BERLIN – A Philadelphia court has made the unfortunate decision to reopen the legal debate on whether the United States has the right to access emails stored on foreign servers if they belong to U.S. companies.
If Magistrate Thomas Rueter’s ruling stands, anyone using U.S.-based internet companies will have to live with the knowledge that, as far as the U.S. government is concerned, it’s America wherever they operate.
That’s a dangerous approach that hurts the international expansion of U.S. tech companies. Privacy-minded customers in Europe are already suspicious of the U.S. government’s cooperation with the tech giants, revealed by National Security Agency leaker Edward Snowden. Nationalist politicians in some countries — for example, Marine Le Pen of the French National Front — want to ban cross-border personal data transfers, arguing that such data must be stored on servers inside the internet user’s country. That, however, does not appear to guarantee that the U.S. won’t get at it, either.
Last July, Microsoft won a landmark case against the U.S. government, in which it argued it didn’t have to hand over emails stored on a server in Dublin to investigators working on a drug case.
The U.S. Court of Appeals for the Second Circuit agreed with the corporation, ruling that the U.S. Congress never meant the Stored Communications Act to apply extraterritorially. Just two weeks ago, the court allowed the ruling to stand. The government may yet appeal it to the Supreme Court, but in the meantime U.S. internet companies have assumed that if communications are stored abroad, they are out of the U.S. authorities’ reach.
Acting on that understanding, Google refused to disclose two users’ data to the FBI, which went to court in Philadelphia. Unlike Microsoft, Google doesn’t even know the physical location of a file: Its artificial intelligence-based system constantly optimizes storage, so bits of one file can be stored in several geographic locations at once.
Judge Rueter refused to be bound by the Microsoft precedent. In his ruling, he disagreed with it, arguing that as long as an American Google employee gets the data using a computer located in the U.S., nothing extraterritorial is taking place: “When Google produces the electronic data in accordance with the search warrants and the Government views it, the actual invasion of the account holders’ privacy — the searches — will occur in the United States.”
Within that logic, any information, public or private, that the U.S. government can locate using computers on U.S. territory is fair game. And if the logic applies, the European Union wasted its time last year as it tried to establish an acceptable privacy standard for U.S. companies operating in Europe.
A new framework for these companies became necessary after the European Court of Justice struck down the EU’s so-called safe harbor agreement with Washington, which allowed internet companies to shuttle personal data back and forth between the two jurisdictions based on an understanding that the U.S. provided adequate protection for users’ privacy.
The so-called Privacy Shield, which replaced the “safe harbor” arrangement, is still pretty permissive, allowing companies to self-certify their commitment to user privacy, but it simplifies redress and gives European data privacy authorities more power over cross-border communication. If, however, the U.S. decides that it can just take the data from foreign servers, the new agreement will be rendered meaningless.

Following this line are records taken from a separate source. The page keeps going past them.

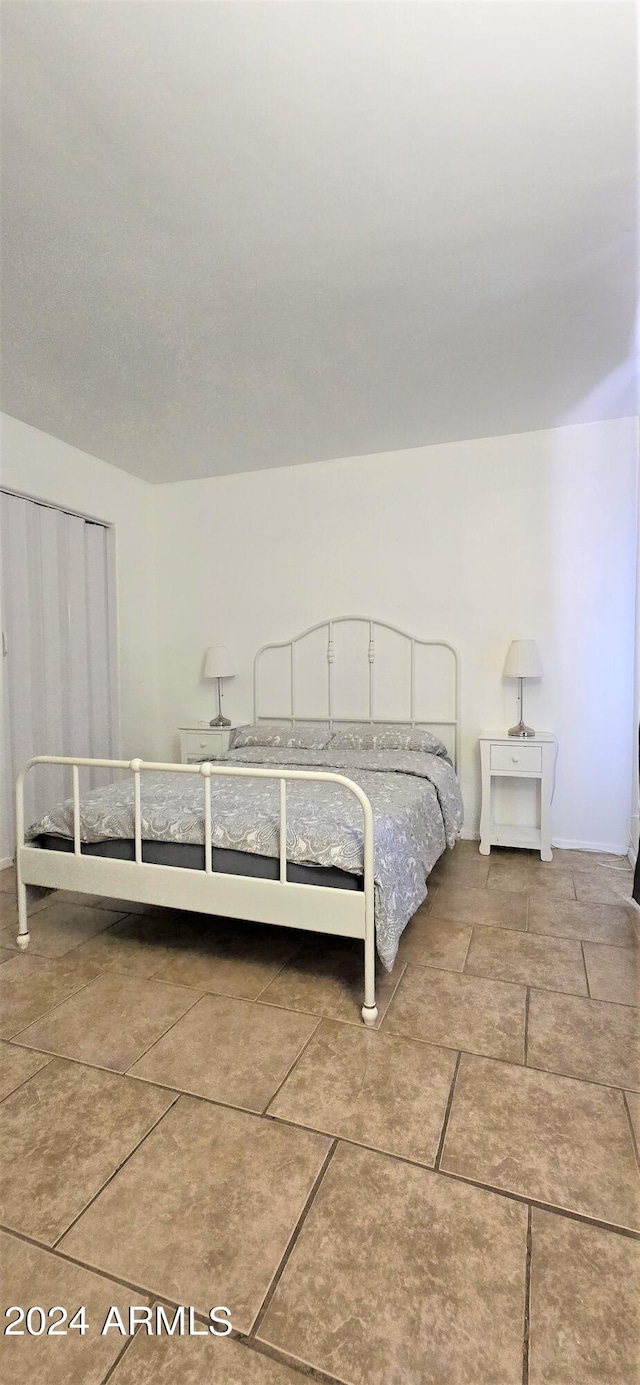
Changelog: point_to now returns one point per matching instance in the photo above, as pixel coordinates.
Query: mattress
(414, 798)
(193, 858)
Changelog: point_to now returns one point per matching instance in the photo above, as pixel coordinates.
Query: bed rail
(360, 905)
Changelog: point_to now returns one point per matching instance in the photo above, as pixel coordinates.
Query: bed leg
(24, 938)
(370, 1010)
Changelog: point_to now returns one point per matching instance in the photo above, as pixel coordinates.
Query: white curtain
(57, 668)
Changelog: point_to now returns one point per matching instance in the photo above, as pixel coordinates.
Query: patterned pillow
(365, 736)
(287, 737)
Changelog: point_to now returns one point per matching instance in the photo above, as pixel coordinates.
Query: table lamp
(522, 662)
(219, 665)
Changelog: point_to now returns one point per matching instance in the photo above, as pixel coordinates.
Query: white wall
(531, 535)
(475, 542)
(39, 466)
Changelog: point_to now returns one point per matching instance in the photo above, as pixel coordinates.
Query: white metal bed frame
(281, 902)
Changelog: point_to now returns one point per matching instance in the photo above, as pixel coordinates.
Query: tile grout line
(92, 1200)
(445, 1119)
(165, 1032)
(586, 974)
(527, 1331)
(50, 1058)
(92, 1269)
(636, 1150)
(291, 1241)
(297, 1364)
(51, 1010)
(121, 1353)
(291, 1067)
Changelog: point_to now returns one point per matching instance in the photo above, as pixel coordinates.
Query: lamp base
(521, 730)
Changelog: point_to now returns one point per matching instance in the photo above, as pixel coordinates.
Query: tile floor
(191, 1114)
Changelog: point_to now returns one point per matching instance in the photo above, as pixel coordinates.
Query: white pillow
(366, 736)
(287, 737)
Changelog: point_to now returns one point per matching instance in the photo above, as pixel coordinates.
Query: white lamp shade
(522, 659)
(219, 662)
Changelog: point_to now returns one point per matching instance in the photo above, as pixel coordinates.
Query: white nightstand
(202, 743)
(509, 756)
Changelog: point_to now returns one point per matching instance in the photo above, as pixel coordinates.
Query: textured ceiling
(244, 236)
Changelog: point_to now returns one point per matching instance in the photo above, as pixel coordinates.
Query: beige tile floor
(190, 1112)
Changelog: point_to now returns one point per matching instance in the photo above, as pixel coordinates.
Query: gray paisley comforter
(414, 797)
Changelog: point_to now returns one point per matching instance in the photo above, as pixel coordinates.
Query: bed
(316, 820)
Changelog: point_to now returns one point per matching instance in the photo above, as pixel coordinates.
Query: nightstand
(509, 756)
(204, 743)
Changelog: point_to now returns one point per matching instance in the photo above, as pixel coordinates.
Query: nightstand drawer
(198, 745)
(517, 758)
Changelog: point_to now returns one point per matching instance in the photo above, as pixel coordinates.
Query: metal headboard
(290, 715)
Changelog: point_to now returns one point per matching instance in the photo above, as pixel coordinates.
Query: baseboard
(565, 845)
(611, 848)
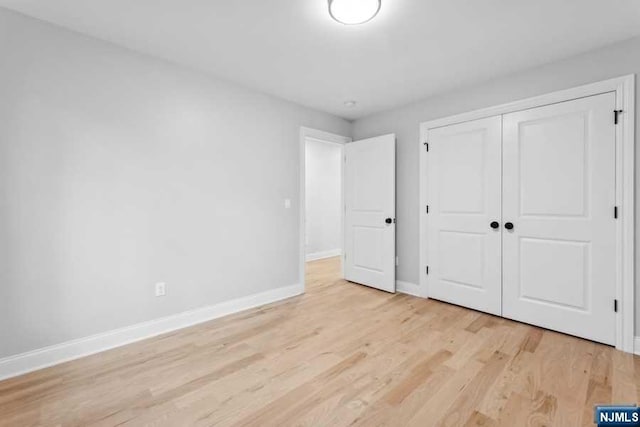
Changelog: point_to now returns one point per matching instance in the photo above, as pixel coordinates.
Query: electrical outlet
(161, 289)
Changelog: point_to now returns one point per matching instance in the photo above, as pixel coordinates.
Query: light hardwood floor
(340, 355)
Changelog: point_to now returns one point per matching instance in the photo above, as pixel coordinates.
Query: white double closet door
(521, 216)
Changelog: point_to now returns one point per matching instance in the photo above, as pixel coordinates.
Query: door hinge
(616, 114)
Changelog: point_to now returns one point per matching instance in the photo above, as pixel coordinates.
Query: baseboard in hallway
(324, 254)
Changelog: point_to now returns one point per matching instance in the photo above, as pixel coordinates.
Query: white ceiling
(292, 49)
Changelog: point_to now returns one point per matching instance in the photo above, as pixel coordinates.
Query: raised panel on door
(559, 193)
(370, 212)
(463, 193)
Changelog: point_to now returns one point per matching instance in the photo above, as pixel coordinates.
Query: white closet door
(370, 202)
(559, 194)
(463, 193)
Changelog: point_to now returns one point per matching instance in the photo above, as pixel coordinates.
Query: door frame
(331, 138)
(624, 87)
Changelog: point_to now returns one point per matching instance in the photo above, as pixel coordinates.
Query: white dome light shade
(353, 12)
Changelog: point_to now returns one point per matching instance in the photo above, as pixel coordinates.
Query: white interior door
(463, 232)
(559, 195)
(370, 211)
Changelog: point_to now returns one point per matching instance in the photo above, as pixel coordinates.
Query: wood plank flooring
(340, 355)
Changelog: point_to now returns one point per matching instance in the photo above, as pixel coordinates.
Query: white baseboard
(324, 254)
(48, 356)
(408, 288)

For U.S. companies, this will mean a need to invent new private arrangements to protect European customers, the kind Microsoft proposed in 2015. It appointed Deutsche Telekom “data trustee” for two data centers in Germany, making it impossible for anyone, including Microsoft itself, to obtain any information from the servers without the permission of the trustee and, ultimately, the client. Such tricks, however, may not stand up in U.S. courts, provided other judges agree with Rueter.
The U.S. Supreme Court will probably have to take a stand on the issue: Google has already decided to appeal Rueter’s ruling, and now that there are conflicting precedents, the government, too, will definitely want to pursue the battle to the bitter end.
Waiting for a decision, millions of non-U.S. citizens must decide whether to reduce their losses in this front of the online privacy wars: It may no longer be expedient to expose their lives to U.S. corporations.
Those who are uneasy about the degree of the U.S. government’s reach into their private files and communications need to start thinking about alternatives, no matter how hard it may be to replace Google, Microsoft or Facebook.
As the U.S. becomes more hostile toward foreigners under President Donald Trump, there’s no telling why the U.S. government may be asked to collect information. Some travelers to the U.S. are already being asked to reveal their social network histories in a broad search for terrorist connections. What if the government didn’t even have to ask?
Leonid Bershidsky is a Bloomberg View columnist. He was the founding editor of the Russian business daily Vedomosti and founded the opinion website Slon.ru.